「うるせー歩けないんだろ?早くしろ!!」

怒鳴られ無理やりおんぶされる。
睦月君は、その後ろを追いかけてきた。
周りは、驚いて注目していた。うっ……恥ずかしい。
あまりにも恥ずかしくて先生の背中に踞る。
医務室に連れて行かれ診てもらうとやはり捻挫だった。

ショック……こんな時に怪我をするなんて
よりにもよって……こんな時に。
ショックのあまり声を出ないでいると先生が

「まったく。張り切り過ぎて捻挫するとか
お前は、ガキかよ?
これだと歩き回れないから中止にするしかねぇーな」

「そ、それは嫌です!!せっかく遊びに来たのに…」

今度は、いつ来れるか分からないのに
中止だなんて……なるべき避けない。
そのために入念に計画だって立てて楽しみにしていたのに。

「だが、そんな足でまともに歩けないだろ?
パーク内は、広いんだぞ」

うっ……言われると言葉を無くした。
それは……そうなんだけど。でも……。
諦め切れない私は渋った。
すると先生の足をバシバシ叩く睦月君。

「なんだ?」と先生が聞くと
「僕ももっと…遊びたい」と主張してきた。
睦月君……?

「しかしだな……」

先生は、眉を寄せながら考え込んでいた。
やはりダメだろうか……?
あぁ、私っていつもそうだ。母も言っていたけど
張り切ると必ず転んだり怪我をしていた。失敗ばかり。
せっかく楽しい思い出作りにするはずだったのに。
涙が溢れてきた。すると先生がため息を吐いた。

「仕方がない。
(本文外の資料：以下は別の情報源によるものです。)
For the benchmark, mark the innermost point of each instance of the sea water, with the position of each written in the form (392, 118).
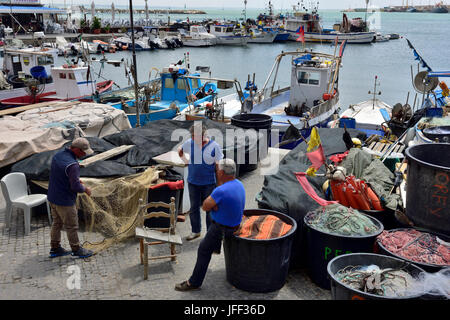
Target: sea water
(390, 61)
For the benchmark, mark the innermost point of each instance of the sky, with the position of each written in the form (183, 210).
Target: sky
(278, 4)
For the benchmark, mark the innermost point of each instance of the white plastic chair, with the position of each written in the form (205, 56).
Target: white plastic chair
(15, 192)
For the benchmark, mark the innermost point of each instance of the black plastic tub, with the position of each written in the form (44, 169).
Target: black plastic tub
(340, 291)
(427, 202)
(261, 123)
(425, 266)
(259, 265)
(442, 133)
(386, 217)
(322, 247)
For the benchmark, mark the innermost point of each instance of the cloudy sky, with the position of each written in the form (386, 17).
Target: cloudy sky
(278, 4)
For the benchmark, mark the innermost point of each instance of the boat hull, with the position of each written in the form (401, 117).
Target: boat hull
(49, 96)
(232, 40)
(351, 37)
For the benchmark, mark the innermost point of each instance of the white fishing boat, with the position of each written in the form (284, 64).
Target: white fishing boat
(197, 37)
(17, 69)
(353, 31)
(368, 116)
(259, 36)
(311, 99)
(229, 35)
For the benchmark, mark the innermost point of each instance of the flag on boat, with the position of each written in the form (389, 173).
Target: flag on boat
(301, 33)
(341, 50)
(314, 152)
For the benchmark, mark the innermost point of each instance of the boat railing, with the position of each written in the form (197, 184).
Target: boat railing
(324, 106)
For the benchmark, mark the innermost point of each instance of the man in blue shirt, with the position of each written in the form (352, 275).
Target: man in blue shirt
(203, 155)
(64, 185)
(227, 203)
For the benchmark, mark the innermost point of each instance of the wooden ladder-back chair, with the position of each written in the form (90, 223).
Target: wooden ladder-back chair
(155, 236)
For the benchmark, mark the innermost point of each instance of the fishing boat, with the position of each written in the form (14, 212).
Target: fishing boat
(197, 37)
(70, 83)
(229, 35)
(311, 99)
(354, 30)
(368, 116)
(439, 7)
(162, 98)
(258, 35)
(18, 64)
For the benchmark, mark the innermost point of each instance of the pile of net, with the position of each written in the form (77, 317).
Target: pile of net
(111, 212)
(371, 279)
(372, 171)
(340, 220)
(416, 246)
(262, 227)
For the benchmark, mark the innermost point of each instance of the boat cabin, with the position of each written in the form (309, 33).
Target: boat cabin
(310, 78)
(222, 30)
(16, 61)
(71, 82)
(309, 21)
(175, 87)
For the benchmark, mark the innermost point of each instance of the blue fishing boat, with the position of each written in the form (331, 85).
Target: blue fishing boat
(163, 97)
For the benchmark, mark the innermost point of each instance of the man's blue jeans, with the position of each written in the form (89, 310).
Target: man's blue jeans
(198, 194)
(211, 242)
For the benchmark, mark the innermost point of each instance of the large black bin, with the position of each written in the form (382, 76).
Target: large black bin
(427, 190)
(262, 124)
(323, 246)
(428, 267)
(341, 291)
(259, 265)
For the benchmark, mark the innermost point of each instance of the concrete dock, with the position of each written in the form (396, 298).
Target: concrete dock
(26, 272)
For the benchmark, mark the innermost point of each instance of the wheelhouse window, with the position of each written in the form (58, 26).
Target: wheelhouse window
(181, 84)
(45, 60)
(168, 83)
(306, 77)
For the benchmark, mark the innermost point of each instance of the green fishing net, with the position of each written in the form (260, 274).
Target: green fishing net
(340, 220)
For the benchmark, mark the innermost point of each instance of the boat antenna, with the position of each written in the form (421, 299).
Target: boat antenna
(134, 69)
(365, 18)
(374, 92)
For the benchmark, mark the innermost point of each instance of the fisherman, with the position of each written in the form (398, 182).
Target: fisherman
(204, 153)
(227, 203)
(64, 185)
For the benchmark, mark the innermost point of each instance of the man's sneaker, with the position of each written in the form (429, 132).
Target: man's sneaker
(58, 252)
(82, 253)
(185, 286)
(192, 236)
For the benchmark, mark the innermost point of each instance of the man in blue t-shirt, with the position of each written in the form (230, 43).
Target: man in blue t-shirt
(64, 186)
(203, 156)
(227, 203)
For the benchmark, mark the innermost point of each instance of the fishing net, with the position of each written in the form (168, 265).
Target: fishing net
(416, 246)
(112, 209)
(366, 167)
(340, 220)
(373, 280)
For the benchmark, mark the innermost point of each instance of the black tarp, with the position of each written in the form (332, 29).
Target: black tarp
(282, 192)
(153, 139)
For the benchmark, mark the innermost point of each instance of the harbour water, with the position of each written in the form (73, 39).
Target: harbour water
(391, 61)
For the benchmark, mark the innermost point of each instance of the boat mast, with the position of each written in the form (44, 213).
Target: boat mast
(134, 69)
(365, 18)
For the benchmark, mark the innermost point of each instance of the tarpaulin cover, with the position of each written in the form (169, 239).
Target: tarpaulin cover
(49, 128)
(282, 191)
(151, 140)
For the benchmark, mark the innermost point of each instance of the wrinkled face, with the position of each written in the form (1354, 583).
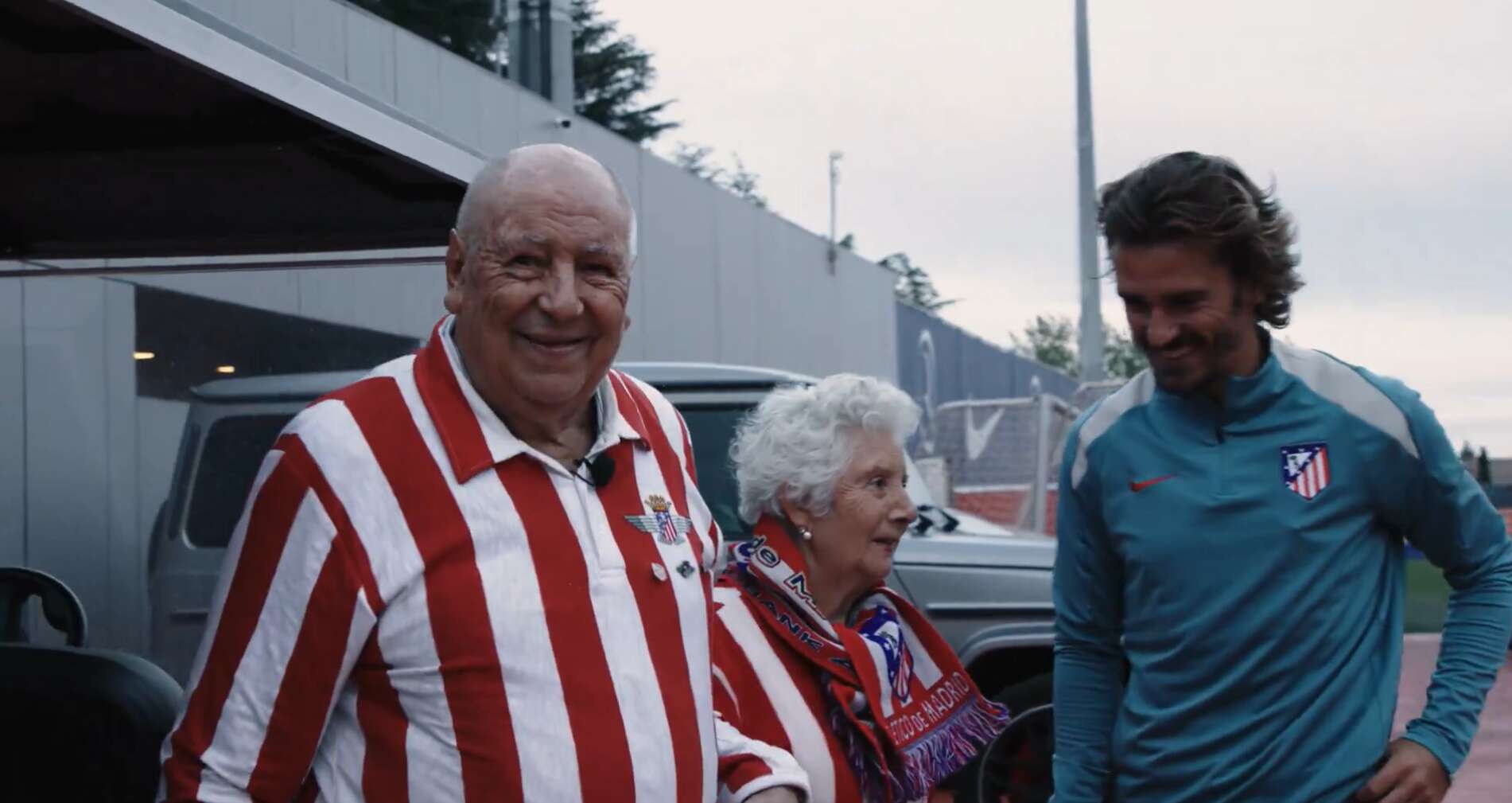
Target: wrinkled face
(1186, 314)
(538, 287)
(853, 544)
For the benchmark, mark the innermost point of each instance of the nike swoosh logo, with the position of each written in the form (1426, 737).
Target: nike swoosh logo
(977, 438)
(1137, 487)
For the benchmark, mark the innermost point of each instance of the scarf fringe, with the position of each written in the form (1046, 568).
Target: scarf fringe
(951, 746)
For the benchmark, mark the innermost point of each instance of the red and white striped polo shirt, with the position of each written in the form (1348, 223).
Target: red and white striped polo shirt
(418, 606)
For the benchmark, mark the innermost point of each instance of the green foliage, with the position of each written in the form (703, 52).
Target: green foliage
(610, 70)
(1053, 341)
(914, 285)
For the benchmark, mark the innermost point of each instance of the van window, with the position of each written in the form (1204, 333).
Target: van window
(713, 428)
(233, 451)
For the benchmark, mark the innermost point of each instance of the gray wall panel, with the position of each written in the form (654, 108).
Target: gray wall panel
(369, 55)
(268, 20)
(159, 428)
(869, 318)
(418, 76)
(398, 298)
(457, 107)
(537, 120)
(220, 8)
(498, 117)
(122, 625)
(737, 251)
(13, 425)
(67, 446)
(678, 270)
(320, 35)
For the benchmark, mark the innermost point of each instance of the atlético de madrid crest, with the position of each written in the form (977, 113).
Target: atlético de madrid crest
(1305, 470)
(664, 522)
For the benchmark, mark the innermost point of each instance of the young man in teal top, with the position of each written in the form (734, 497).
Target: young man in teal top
(1231, 534)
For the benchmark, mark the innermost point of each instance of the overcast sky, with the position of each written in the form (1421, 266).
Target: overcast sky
(1387, 127)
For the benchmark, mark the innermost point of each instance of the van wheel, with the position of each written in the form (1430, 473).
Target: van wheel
(1016, 766)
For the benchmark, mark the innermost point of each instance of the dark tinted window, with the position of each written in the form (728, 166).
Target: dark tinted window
(233, 451)
(711, 430)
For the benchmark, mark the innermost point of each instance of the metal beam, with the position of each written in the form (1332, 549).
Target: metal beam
(221, 52)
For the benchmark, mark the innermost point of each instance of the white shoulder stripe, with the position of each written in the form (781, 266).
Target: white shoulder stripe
(1137, 392)
(1343, 386)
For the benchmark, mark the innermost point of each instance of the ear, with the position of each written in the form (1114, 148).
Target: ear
(456, 263)
(794, 513)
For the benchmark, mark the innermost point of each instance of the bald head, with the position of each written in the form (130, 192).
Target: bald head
(538, 170)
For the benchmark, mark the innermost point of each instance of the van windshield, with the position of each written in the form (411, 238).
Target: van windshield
(233, 451)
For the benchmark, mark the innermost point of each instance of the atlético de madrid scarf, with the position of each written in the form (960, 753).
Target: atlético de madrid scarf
(906, 708)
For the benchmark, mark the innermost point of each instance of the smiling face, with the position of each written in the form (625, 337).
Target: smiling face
(853, 544)
(537, 277)
(1187, 315)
あれを使うか……。
ちょっと、そこで睦月と一緒に待っていろ」

「えっ?先生……」

先生は、ブツブツと言うと何処かに行ってしまった。
睦月君と一緒にポツンと残される。
あれ……とは、何のことだろうか?

「パパ。何処に行ったんだろうね?」

睦月君は、首を傾げていた。
そしてしばらく待っていると先生が戻ってきた。
車椅子を押しながらだが……。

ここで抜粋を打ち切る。